There traits of sister taxa are very similar (indeed let us assume the sister species are hard to distinguish morphologically - perhaps why they were overlooked by Researcher 1). The OU or BM model estimates made by researcher 1 will closely agree with with those of Researcher 1, since the sister taxa have quite similar traits. Yet the \(\lambda\) estimates differs greatly – all of a sudden the phylogenetic signal must be quite high!

And yet the underlying evolutionary process by which we have simulated the data has been unchanged! The difference arises because what formerly appeared as long tips have become short tips. How do we intepret a metric that depends so heavily on whether or not all sister species are present in the data? As noted, this problem does not impact other phylogenetic comparative methods to nearly the same extent.

Problem 3 The statistic has no notion of timescale or depth in the phylogeny.

In \(\lambda\) (and other definitions such as Blomberg’s K), phylogenetic signal is an all-or-nothing proposition. If we find that really recently diverged species that happen to resemble each-other, while species that have diverged for longer than, say, a couple million years show no correlation – is this phylogenetic signal or not? This ‘extinction’ of phylogenetic signal as we go far enough back in time seems like a biologically reasonable concept that is perfectly well expressed in the \(\alpha\) parameter of the OU model, but is lost in the consideration of \(\lambda\). If folks really want to estimate a continuous quantity to measure phylogenetic signal, I suggest \(\alpha\) is a far more meaningful number (note that it has units! (1/time or 1/branch length)).

Consider the returning force alpha in the OU model (i.e. stabilizing selection). When alpha is near zero, the model is essentially Brownian, (i.e. ‘strong phylogenetic signal,’ where more recently diverged species are more similar on average than distantly related ones). When alpha is very large, traits reflect the selective constraint of the environment rather than their history, and so recently diverged species are no more or less likely to be similar than distant ones (provided all species in question are under the same OU model / same selection strength for the trait in question). The size of alpha gives the timescale over which ‘phylogenetic signal’ is lost (in units of the branch length). Two very recently diverged sister-taxa may thus show some phylogenetic correlation because their divergence time is of order 1/alpha, while those with longer divergence times act phylogeneticly independent, such as in our Figure 2 above. I find this an imperfect but reasonable meaning of phylogenetic signal.

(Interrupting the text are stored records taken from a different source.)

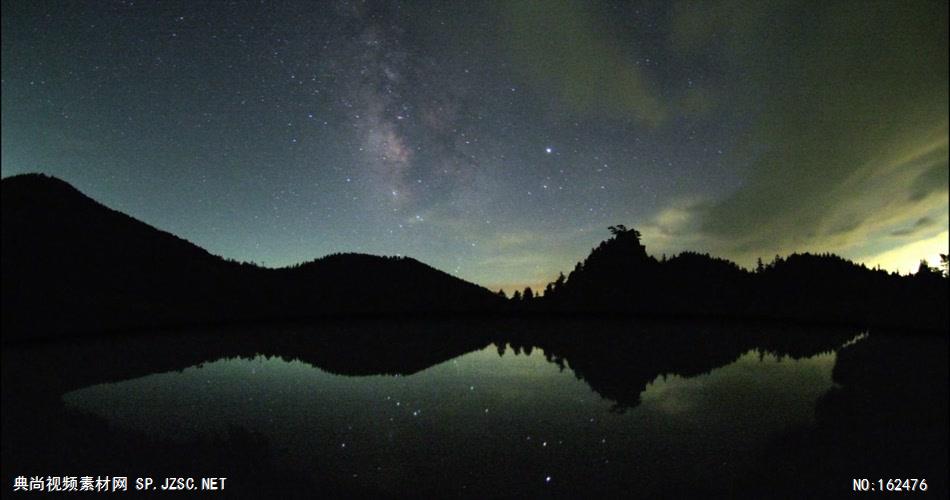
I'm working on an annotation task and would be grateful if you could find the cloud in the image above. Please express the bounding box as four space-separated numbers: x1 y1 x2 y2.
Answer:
671 2 948 270
891 217 937 236
501 0 668 125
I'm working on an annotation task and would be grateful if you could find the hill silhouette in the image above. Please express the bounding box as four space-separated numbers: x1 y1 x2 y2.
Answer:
2 174 501 341
540 226 950 333
2 174 948 341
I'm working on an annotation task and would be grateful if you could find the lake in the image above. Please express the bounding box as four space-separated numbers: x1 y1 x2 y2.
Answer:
3 320 947 497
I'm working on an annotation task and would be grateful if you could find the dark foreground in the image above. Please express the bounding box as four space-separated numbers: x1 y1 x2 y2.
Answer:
2 320 948 498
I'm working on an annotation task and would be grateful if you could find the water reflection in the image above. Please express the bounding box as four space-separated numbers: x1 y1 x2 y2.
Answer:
2 321 947 497
63 343 835 494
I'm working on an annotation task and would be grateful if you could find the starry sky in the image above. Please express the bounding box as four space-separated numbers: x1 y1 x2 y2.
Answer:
0 0 950 291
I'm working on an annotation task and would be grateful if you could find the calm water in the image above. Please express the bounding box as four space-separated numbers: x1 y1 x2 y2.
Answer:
4 325 946 496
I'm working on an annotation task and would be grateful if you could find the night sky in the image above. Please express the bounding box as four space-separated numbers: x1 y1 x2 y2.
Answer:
2 0 950 290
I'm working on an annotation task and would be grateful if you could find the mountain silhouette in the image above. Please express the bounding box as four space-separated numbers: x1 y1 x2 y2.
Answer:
540 226 950 333
2 174 501 341
2 174 950 341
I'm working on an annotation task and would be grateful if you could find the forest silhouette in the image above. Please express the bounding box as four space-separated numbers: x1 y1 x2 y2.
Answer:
2 174 948 342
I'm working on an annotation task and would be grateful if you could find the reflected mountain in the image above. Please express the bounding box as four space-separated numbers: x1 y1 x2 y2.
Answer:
2 320 947 497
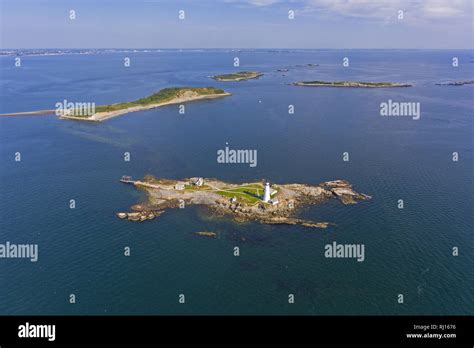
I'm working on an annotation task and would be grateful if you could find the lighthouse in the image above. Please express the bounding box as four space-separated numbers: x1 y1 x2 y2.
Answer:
263 182 270 203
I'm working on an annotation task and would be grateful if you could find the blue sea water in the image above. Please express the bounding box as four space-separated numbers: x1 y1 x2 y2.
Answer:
0 50 474 315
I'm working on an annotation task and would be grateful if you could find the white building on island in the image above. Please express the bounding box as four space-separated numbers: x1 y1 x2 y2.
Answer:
263 182 271 203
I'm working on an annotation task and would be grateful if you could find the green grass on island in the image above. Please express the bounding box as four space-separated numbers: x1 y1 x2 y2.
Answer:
212 71 263 81
67 87 225 117
95 87 225 112
216 183 278 205
293 81 411 88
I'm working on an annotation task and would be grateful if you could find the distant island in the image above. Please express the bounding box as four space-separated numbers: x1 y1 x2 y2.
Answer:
0 87 231 122
435 80 474 86
117 175 371 228
211 71 263 82
292 81 412 88
60 87 231 121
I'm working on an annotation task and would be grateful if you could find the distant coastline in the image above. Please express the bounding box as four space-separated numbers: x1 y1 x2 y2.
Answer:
292 81 412 88
0 87 231 122
211 71 263 82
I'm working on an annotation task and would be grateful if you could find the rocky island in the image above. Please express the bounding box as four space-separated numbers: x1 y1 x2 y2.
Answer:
117 176 371 228
0 87 231 122
211 71 263 82
60 87 230 121
435 80 474 86
292 81 412 88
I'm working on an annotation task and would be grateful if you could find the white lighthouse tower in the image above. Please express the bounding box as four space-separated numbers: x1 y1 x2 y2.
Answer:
263 182 270 203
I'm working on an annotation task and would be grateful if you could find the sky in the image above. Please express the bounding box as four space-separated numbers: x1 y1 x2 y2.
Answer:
0 0 474 49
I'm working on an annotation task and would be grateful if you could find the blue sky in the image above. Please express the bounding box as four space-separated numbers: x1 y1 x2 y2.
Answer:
0 0 474 49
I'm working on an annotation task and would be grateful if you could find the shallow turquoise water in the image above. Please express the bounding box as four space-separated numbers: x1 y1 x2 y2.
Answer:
0 50 474 314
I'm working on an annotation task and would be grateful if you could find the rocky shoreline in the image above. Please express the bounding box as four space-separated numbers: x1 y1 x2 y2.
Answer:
292 81 412 88
117 177 371 228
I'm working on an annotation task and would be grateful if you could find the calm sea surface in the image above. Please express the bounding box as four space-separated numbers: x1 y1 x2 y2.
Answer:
0 50 474 315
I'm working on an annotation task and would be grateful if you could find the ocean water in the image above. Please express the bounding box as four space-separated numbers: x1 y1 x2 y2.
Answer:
0 50 474 315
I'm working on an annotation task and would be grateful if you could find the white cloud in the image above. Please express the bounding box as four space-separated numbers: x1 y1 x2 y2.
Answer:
230 0 473 21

If we restrict \(\lambda\) to be strictly 1 or 0 these problems are alliviated, though then it is unnessary to define the statistic as such as we may instead consider a star tree (sometimes called the “white noise” model of evolution).

other such statistics

Pagel’s \(\delta\) is a transformation on node depth, which is again problematic as there is no meaningfully consistent way to describe what is a node (think about deep speciation events with no present day ancestor.) I believe \(\kappa\) would also be problematic to interpret as it is a nonlinear transform of branch length – raises branch length to a power – and thus would have a rather different effect depending on the units in which branch length were measured. (For instance, consider the case where the tree is scaled to length unity, so all branch lengths are less than one and thus become shorter with large exponents, vs one in which lengths are all larger than one). Fortunately these statistics are far less popular than \(\lambda\).